The Starbucks location at Union Station in Washington D.C. served its last latte on Sunday. The popular chain recently announced plans to shutter the Union Station location, along with 15 other stores, due to concerns over safety, according to The Washington Post. Union Station is among the busiest commuter hubs in the country, with around 70,000 people passing through it each day, so news of the Starbucks closure is sure to upset many commuters' morning and afternoon routines (via Amtrak). Regardless, the chain expressed concerns over its ability to ensure the continued safety of staff, leading to a decision to close the store.

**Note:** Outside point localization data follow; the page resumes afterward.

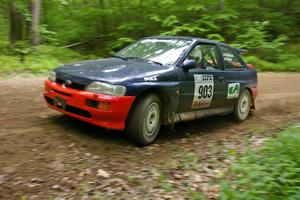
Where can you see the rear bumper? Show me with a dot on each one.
(77, 106)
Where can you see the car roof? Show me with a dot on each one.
(196, 39)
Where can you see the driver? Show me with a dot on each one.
(196, 54)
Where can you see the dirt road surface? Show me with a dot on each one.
(46, 155)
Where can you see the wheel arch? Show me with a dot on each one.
(165, 101)
(252, 98)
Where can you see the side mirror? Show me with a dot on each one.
(188, 64)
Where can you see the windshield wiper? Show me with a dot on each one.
(116, 56)
(145, 59)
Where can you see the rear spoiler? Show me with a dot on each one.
(240, 51)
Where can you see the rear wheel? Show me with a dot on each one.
(242, 106)
(145, 120)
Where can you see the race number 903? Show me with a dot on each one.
(205, 91)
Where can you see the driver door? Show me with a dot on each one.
(203, 86)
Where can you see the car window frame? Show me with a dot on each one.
(218, 54)
(244, 66)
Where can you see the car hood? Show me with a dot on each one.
(112, 70)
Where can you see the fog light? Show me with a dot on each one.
(104, 105)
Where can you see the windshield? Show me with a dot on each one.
(164, 51)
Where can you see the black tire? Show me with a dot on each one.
(242, 106)
(144, 121)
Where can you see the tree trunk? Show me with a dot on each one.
(221, 4)
(16, 23)
(103, 19)
(35, 24)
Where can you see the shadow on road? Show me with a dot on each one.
(184, 129)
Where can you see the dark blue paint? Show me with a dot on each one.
(136, 76)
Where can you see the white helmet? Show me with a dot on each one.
(196, 54)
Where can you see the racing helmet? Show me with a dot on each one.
(196, 54)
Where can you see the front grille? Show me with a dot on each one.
(63, 93)
(71, 109)
(76, 86)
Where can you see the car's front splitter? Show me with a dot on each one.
(102, 110)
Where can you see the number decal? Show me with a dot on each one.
(204, 91)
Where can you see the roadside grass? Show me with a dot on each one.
(269, 172)
(290, 63)
(40, 61)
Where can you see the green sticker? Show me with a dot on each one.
(233, 90)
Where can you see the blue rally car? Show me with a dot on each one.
(155, 81)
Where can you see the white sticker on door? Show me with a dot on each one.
(204, 90)
(233, 90)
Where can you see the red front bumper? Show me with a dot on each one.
(77, 107)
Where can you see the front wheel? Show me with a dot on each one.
(145, 120)
(242, 106)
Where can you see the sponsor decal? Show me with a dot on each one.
(150, 78)
(233, 90)
(204, 90)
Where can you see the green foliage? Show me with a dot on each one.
(102, 27)
(270, 172)
(41, 60)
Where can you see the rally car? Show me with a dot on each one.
(155, 81)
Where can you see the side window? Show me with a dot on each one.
(231, 61)
(205, 56)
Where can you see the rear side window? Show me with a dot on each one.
(205, 56)
(231, 61)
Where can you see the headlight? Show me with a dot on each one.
(52, 76)
(106, 88)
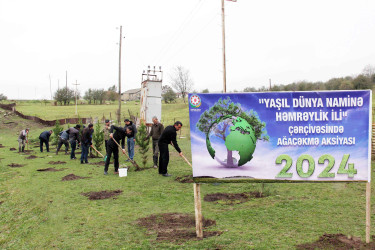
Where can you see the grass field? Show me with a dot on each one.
(39, 211)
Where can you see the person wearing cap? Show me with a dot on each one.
(168, 137)
(106, 134)
(130, 140)
(156, 130)
(115, 134)
(63, 139)
(86, 142)
(44, 138)
(73, 138)
(22, 138)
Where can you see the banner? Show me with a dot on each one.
(282, 136)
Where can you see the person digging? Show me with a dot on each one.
(118, 134)
(168, 137)
(22, 138)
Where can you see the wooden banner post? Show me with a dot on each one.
(198, 210)
(368, 211)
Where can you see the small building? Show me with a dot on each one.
(131, 95)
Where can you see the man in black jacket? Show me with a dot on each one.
(86, 142)
(112, 147)
(73, 138)
(44, 138)
(168, 137)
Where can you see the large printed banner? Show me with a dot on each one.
(295, 136)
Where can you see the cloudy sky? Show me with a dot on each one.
(285, 41)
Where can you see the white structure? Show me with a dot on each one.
(151, 95)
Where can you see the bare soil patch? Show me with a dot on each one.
(72, 177)
(337, 241)
(50, 169)
(102, 194)
(31, 157)
(175, 227)
(15, 165)
(185, 179)
(237, 198)
(56, 162)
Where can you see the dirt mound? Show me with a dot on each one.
(50, 169)
(56, 162)
(31, 157)
(337, 241)
(15, 165)
(102, 194)
(175, 227)
(71, 177)
(185, 179)
(233, 198)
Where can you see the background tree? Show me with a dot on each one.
(143, 143)
(3, 97)
(181, 81)
(224, 107)
(169, 96)
(98, 137)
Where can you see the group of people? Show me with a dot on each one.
(113, 136)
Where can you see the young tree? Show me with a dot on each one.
(98, 137)
(182, 81)
(143, 143)
(56, 132)
(225, 107)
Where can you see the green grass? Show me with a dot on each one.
(39, 211)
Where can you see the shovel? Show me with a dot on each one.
(133, 162)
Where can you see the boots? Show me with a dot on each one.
(155, 158)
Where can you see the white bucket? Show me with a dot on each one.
(123, 172)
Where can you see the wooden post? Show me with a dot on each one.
(198, 210)
(368, 211)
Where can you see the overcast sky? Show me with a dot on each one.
(286, 41)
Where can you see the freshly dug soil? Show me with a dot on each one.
(31, 157)
(185, 179)
(51, 169)
(56, 162)
(233, 198)
(337, 241)
(15, 165)
(71, 177)
(102, 194)
(175, 227)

News of the closure comes on the heels of ongoing concerns over safety in stores nationwide, as CEO Howard Schultz recently discussed plans to reverse the chain's public bathroom policy. Shultz has decided to reserve bathroom use for customers only in an effort to make stores safer for staff (per New York Times). "There is an issue of just safety in our stores in terms of people coming in who use our stores as a public bathroom," he said of the decision.

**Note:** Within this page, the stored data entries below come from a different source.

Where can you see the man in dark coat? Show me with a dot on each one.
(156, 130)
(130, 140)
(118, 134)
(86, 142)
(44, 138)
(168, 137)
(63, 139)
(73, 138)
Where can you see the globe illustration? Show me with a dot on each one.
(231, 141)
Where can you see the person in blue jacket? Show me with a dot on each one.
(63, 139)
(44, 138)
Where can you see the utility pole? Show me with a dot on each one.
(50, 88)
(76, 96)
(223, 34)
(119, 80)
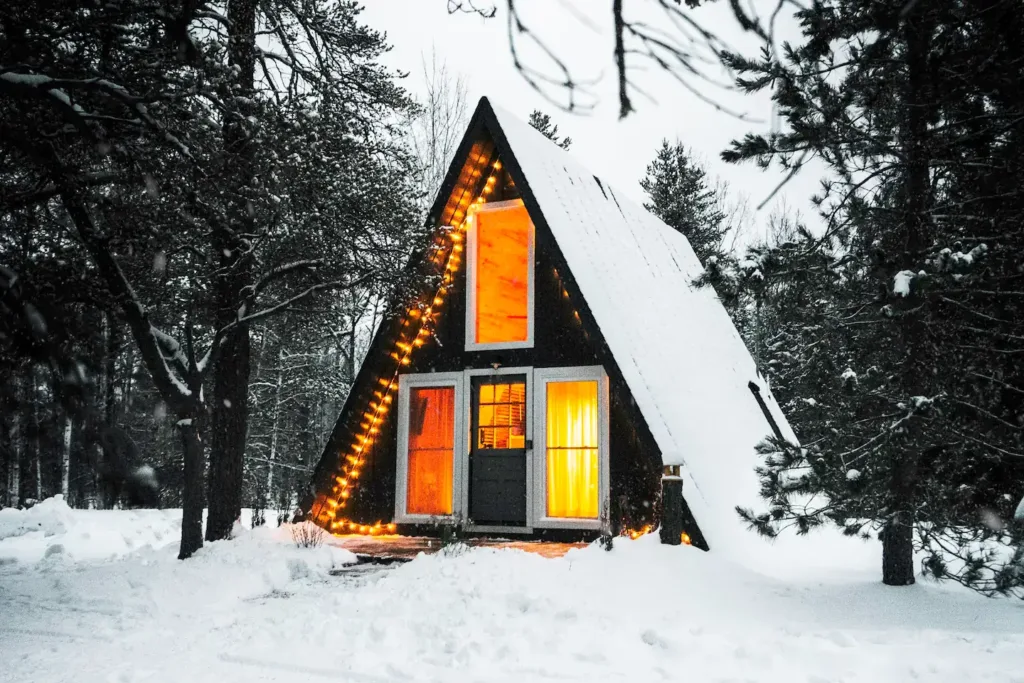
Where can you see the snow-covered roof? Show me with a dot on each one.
(676, 346)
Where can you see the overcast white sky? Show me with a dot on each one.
(580, 31)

Starbucks is shuttering locations due to safety concerns

A Starbucks spokesperson explained the reason for the 16 store closures was due to "a high volume of challenging incidents that make it unsafe to continue to operate," (per The Washington Post). Concerns include drug use, mental illness, and homelessness in the surrounding communities, which has worsened throughout the pandemic and may impact the safety of staff employed at these stores. While the Union Station Starbucks is no longer operating, Union Station itself will be undergoing a $10 billion redevelopment program intended to revamp the major transit hub.

Some people suspect that Starbucks' decision to close the Union Station store is not entirely driven by safety concerns, but by efforts to crack down on union organization among the chain's workers. Metro Washington Labor Council President Dyana Foreste told Axios the stores "were in the process of organizing. It's union-busting and we will not stand for it." This isn't the first time Starbucks has been accused of union-busting, however, the company denies that this is the reason behind its decision to close its stores.